2006 Philadelphia Annual Meeting (22–25 October 2006)

Paper No. 8
Presentation Time: 10:25 AM

TERRESTRIAL-MARINE LINKAGES: RECORDS OF DEVONIAN CHARCOAL, FIRE, AND PALEOATMOSPHERIC OXYGEN LEVEL


RIMMER, Susan M., Earth and Environmental Sciences, University of Kentucky, 101 Slone Building, Lexington, KY 40506-0053, SCOTT, Andrew C., Department of Geology, Royal Holloway University of London, Egham, TW20 0EX, United Kingdom and CRESSLER III, Walter L., Francis Harvey Green Library, West Chester University, West Chester, PA 19383, srimmer@uky.edu

Fossil charcoal in the geologic record provides evidence for fire events that, in turn, may have implications relative to terrestrial ecosystems and atmospheric evolution. Much of the fossil charcoal record involves known terrestrial or near-shore environments and shows earliest occurrences of fire in the Pridolian (Late Silurian), with fire events increasing throughout the Late Devonian and into the Carboniferous. Reflectance analyses of charcoals from two well-established Upper Devonian (Famennian 2c) lowland sites (Red Hill, PA, and Elkins, WV) indicate that these fires were moderately hot (around 550oC) and burnt mainly surface vegetation dominated by pre-ferns and lycopsids, rather than being produced by crown fires in forests.
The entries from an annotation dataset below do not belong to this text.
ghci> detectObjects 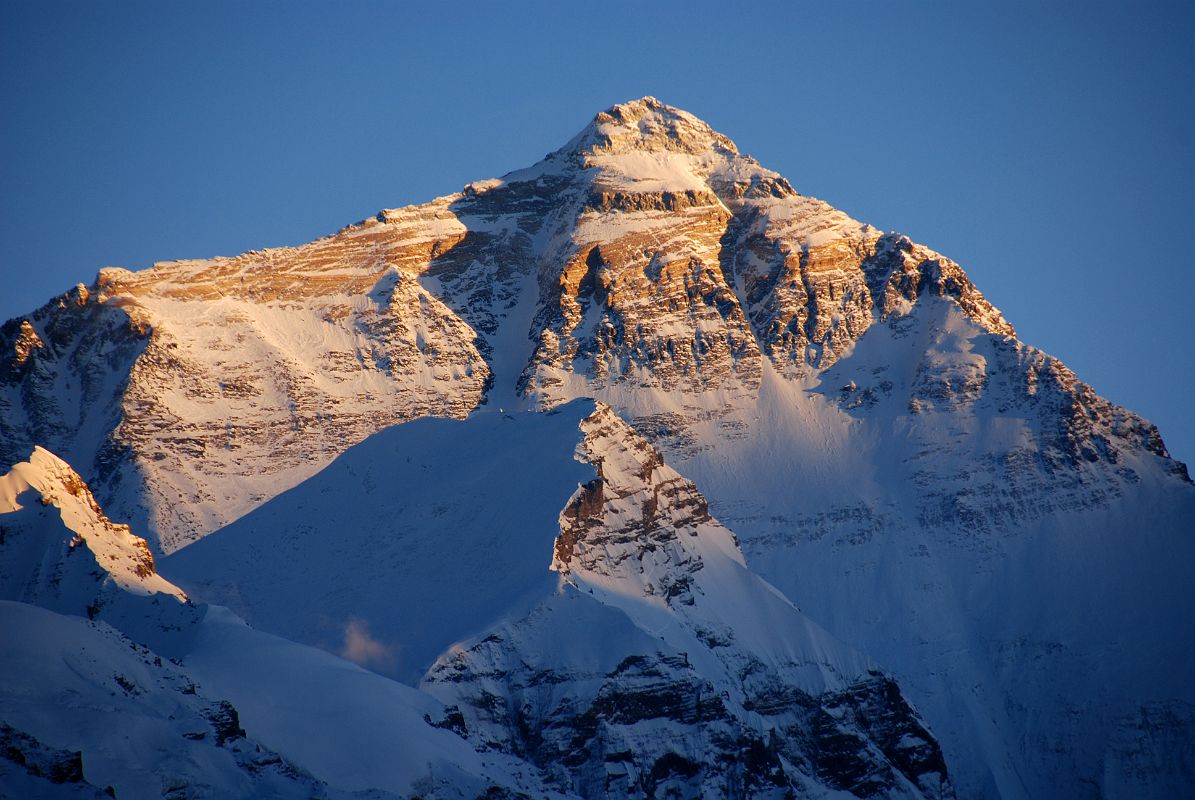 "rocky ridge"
[0,98,1195,796]
[423,407,954,798]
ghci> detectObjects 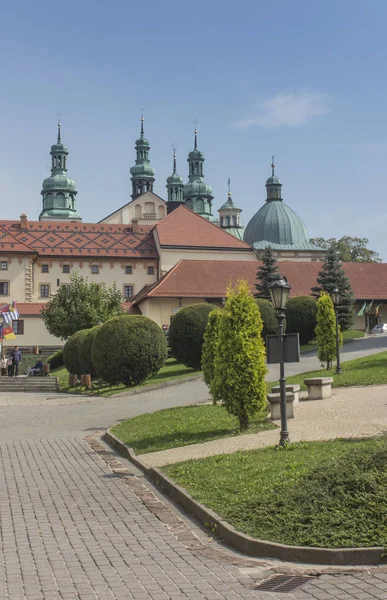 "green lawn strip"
[113,404,275,454]
[162,438,387,548]
[300,329,365,352]
[51,358,200,398]
[267,351,387,390]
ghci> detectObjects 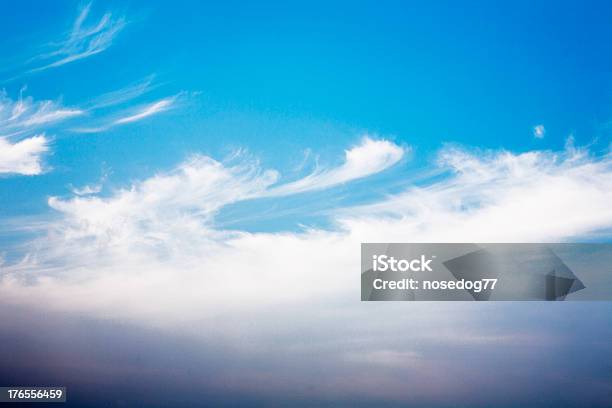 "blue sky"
[0,1,612,406]
[0,2,612,223]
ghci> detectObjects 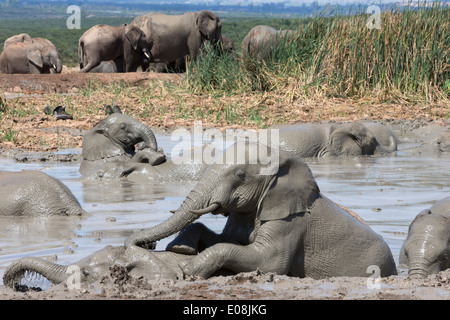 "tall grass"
[187,2,450,101]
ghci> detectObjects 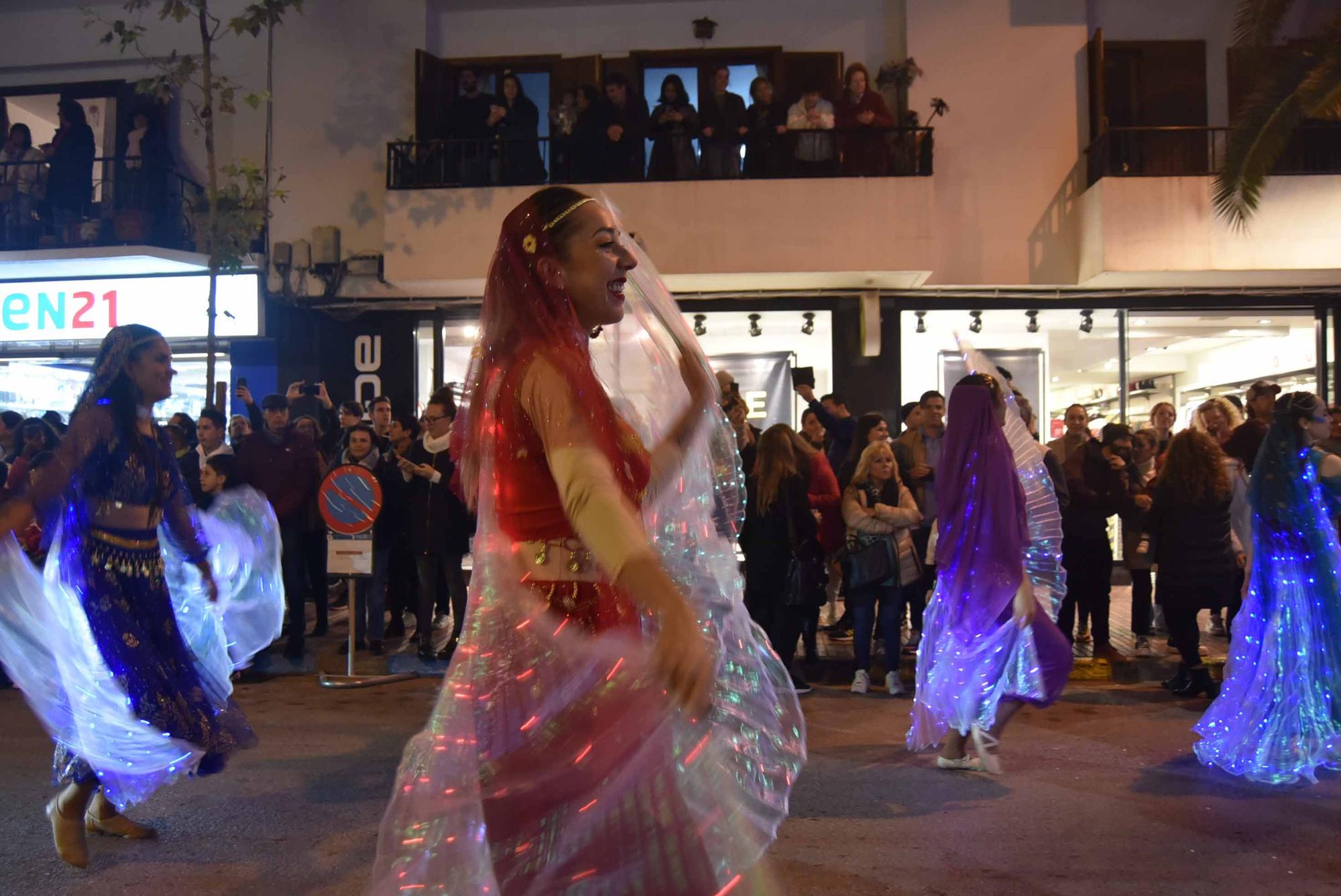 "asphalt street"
[0,678,1341,896]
Charcoal from these fire events accumulated in lowland and near-shore environments, but may also have been transported by wind or water into basinal marine environments. Fragments of fossil charcoal have been identified in coeval marine black shales of the Appalachian and Illinois basins. Of note, is the observed increase in charcoal content up-section in the Late Devonian-Early Mississippian in several cores from Kentucky and Ohio. This charcoal has very similar reflectance distributions and is morphologically similar to that identified in the known terrestrial sites, and may provide a record of the expansion of land plants into more fire-prone niches. The occurrence of charcoal in marine black shales is significant in that it may yield a more continuous record of fire than is possible in many terrestrial systems. We suggest that inertinite (fossil charcoal) occurrences in marine shales, particularly marine black shales of Devonian and Mississippian age, can further constrain paleo-atmospheric oxygen levels and provide an important linkage between terrestrial and marine ecosystems. It is also likely that petrographic analysis of black shales of other ages may provide a similar wildfire record.